Change is so hard for all of us, but for people who have made a lifestyle of illegal activity it so difficult to change. I asked yesterday how many guys had held a legitimate job before? Almost all of them raised their hands. But selling drugs, pimping woman, robbing banks, doing who knows what else makes much more money than a legitimate job.

Sacrificing the temporal for long term is hard for most of us. Discipline and deciding to forgo the short term money for long term success is a hard decision for most of these incarcarated men.
Most of them will go back to what they were doing, even though many have found God in a meaningful way. The draw is too strong, the alternatives are much to hard.

I don't have a whole lot of solutions, there are things that would need to happen on a large scale level to change what happens in our inner cities and the culture that these men grow up in.
There would need to be changes in individual middle class lives and changes in our culture also.

I am beginning to see more and more patterns emerge from men I meet in prison.
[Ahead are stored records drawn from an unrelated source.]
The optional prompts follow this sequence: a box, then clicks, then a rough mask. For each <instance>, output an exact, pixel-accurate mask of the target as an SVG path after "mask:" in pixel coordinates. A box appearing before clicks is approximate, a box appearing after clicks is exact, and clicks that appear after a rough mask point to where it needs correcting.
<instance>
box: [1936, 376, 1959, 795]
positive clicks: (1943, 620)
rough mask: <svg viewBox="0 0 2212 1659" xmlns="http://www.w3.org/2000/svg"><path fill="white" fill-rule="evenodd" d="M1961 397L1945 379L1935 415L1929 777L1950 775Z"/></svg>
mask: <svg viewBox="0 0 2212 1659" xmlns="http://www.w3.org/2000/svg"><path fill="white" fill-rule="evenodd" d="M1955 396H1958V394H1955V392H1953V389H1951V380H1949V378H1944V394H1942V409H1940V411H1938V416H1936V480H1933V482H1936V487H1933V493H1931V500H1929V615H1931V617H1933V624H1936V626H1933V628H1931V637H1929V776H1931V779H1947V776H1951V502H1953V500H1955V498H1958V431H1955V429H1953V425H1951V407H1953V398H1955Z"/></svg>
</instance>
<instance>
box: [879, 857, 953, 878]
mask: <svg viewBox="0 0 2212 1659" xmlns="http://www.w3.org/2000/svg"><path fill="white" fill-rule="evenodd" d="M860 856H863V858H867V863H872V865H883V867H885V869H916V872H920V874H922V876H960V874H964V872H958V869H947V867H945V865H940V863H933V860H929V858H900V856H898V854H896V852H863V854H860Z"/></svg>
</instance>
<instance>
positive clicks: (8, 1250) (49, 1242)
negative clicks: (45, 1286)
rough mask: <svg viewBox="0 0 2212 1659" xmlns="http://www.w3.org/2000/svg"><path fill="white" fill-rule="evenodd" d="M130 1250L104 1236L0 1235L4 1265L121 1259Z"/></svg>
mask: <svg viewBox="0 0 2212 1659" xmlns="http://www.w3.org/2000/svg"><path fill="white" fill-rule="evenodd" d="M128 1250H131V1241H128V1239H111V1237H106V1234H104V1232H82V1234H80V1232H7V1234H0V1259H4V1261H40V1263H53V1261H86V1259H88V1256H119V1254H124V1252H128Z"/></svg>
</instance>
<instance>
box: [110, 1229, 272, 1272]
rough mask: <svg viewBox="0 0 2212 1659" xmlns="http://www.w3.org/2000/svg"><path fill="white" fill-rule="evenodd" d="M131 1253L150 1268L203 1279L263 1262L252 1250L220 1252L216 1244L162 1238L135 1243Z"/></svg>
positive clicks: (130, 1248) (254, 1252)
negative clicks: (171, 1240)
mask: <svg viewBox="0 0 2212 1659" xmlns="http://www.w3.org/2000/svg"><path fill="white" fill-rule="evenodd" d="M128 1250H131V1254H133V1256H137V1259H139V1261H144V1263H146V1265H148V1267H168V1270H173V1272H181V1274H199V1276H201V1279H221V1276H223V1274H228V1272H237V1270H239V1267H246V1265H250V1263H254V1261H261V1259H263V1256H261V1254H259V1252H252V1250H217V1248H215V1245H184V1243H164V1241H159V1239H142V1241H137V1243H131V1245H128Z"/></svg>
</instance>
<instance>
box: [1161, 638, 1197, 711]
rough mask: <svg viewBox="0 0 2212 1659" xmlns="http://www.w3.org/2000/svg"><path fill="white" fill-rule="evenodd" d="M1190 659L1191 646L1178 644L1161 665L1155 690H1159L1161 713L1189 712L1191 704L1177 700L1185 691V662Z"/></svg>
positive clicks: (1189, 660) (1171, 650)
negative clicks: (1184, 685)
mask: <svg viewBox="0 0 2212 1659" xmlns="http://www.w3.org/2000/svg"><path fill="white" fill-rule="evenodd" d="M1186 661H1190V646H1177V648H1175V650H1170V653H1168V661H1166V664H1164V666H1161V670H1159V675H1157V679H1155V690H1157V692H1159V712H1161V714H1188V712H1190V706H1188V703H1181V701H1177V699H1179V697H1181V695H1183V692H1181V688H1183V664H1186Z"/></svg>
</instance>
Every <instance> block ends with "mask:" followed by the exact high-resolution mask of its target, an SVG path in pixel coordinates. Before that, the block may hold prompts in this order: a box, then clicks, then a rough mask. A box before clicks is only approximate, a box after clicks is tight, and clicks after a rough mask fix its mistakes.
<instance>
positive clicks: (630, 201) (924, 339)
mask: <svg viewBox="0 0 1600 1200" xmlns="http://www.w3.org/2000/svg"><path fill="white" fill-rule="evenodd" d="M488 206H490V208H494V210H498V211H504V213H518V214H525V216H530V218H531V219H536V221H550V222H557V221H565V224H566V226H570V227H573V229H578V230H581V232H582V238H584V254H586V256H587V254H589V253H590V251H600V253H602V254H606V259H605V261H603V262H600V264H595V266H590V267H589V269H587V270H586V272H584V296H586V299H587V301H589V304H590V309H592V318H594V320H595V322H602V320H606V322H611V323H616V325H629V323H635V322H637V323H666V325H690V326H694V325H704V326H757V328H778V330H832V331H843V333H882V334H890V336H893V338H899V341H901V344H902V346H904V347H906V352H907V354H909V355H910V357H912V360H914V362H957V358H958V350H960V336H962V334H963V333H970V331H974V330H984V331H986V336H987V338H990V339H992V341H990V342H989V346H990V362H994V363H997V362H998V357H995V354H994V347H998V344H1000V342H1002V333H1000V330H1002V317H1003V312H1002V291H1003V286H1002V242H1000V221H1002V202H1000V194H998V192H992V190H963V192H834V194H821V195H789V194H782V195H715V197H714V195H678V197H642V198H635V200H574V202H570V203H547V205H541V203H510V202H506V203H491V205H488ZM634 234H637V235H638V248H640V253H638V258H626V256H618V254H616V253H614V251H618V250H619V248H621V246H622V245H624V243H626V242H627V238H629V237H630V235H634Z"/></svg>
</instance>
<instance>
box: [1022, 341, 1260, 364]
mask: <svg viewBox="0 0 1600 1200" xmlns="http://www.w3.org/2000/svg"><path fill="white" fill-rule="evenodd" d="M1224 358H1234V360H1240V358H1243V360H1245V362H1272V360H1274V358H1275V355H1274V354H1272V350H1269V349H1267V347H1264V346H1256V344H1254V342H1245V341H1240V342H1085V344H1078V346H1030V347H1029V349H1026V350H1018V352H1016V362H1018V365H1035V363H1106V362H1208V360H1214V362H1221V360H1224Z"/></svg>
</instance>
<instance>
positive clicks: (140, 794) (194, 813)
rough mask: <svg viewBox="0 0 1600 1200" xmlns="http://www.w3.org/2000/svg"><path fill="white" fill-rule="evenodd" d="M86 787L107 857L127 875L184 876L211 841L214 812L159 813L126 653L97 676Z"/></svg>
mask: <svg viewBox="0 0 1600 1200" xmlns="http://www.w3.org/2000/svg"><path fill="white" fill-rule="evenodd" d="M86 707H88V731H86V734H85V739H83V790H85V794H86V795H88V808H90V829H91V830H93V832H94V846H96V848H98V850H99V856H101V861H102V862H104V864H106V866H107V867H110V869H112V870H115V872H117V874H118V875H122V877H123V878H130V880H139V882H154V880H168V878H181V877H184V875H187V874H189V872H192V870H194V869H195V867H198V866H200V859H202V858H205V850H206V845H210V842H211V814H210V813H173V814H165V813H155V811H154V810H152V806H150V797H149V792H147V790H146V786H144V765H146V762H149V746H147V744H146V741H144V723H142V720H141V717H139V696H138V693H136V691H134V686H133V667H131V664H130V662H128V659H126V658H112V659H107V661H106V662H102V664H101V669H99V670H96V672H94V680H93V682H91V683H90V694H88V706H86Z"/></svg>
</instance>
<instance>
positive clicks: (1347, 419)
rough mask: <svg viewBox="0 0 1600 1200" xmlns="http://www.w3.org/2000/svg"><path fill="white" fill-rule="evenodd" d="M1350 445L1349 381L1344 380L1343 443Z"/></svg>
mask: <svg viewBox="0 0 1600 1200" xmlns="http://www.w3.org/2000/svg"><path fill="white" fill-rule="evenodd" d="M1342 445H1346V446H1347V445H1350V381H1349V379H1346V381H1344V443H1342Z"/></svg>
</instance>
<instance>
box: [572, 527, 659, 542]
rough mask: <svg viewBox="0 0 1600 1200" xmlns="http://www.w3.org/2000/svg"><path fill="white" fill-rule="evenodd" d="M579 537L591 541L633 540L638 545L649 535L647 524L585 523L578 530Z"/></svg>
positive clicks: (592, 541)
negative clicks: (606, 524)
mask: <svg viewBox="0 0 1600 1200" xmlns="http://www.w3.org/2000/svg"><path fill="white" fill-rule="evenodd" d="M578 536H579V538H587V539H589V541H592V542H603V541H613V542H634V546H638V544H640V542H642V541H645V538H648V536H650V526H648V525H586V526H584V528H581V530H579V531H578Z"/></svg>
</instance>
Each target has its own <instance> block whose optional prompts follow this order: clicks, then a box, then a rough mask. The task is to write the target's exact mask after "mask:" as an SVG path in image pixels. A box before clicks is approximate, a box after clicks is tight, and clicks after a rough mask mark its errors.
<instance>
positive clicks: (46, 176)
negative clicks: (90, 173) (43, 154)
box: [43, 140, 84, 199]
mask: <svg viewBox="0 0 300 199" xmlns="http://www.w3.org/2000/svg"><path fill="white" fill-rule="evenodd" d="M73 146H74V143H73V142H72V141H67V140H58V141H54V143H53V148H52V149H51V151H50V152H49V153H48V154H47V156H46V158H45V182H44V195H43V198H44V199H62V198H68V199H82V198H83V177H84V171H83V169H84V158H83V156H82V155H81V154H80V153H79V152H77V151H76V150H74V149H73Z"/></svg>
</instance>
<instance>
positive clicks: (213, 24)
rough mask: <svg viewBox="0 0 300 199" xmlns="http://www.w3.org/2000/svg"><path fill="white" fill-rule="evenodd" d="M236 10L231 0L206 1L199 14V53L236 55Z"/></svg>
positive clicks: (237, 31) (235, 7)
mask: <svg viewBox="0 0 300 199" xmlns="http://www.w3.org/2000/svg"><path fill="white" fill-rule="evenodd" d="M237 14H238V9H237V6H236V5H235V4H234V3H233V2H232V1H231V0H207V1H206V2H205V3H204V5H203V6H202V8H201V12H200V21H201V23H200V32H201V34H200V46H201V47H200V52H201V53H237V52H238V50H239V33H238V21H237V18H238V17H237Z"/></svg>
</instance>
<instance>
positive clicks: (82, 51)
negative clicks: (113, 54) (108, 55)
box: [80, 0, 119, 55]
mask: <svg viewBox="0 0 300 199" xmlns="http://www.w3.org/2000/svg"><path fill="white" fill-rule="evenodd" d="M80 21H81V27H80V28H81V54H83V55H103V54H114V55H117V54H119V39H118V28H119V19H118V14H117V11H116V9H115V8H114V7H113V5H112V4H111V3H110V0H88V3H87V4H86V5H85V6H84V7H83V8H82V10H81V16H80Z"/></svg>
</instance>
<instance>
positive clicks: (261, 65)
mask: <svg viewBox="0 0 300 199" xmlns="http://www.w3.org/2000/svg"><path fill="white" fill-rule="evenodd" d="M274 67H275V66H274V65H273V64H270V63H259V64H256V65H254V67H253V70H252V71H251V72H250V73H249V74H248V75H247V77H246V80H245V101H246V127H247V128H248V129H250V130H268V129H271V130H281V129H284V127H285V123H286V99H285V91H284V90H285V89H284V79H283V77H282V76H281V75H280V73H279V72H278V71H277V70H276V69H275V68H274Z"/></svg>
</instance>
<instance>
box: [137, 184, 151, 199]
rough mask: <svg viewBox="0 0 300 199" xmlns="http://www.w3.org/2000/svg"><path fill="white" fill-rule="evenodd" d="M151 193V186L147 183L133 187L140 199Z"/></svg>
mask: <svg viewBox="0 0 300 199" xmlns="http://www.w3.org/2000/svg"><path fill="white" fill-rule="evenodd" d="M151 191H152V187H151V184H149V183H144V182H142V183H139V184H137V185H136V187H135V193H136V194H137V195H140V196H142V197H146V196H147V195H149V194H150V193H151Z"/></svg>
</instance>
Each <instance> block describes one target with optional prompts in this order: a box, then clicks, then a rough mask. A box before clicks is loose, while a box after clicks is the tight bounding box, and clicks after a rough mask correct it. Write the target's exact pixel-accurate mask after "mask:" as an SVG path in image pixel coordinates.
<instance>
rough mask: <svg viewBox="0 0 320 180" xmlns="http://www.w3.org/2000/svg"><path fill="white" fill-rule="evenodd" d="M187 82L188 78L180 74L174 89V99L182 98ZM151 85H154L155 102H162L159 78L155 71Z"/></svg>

Choosing a path of crime is a normal occurance in their families and friends. For the most of us we don't know criminals, most of our family members go to college have jobs and live fairly normal. Doing illegal activity is not really an option that we entertain. We don't see this modeled.

Recently I observed a man running from the police and hiding in his home. His kids were there to see it. This now becomes an option for them, whether conciously or sub consciously running from the police is an ok act because my father figure did it.

I am naive and I continue to learn and see how people grew up differently than me and how it does effect there long term outlook on life.

At the end of class the meth cook with hope in his eyes asked me do you know people who could give me clothes, help me find a job, or feed me after I get out? I had to laugh because I wondered is this man asking me or is Jesus asking me.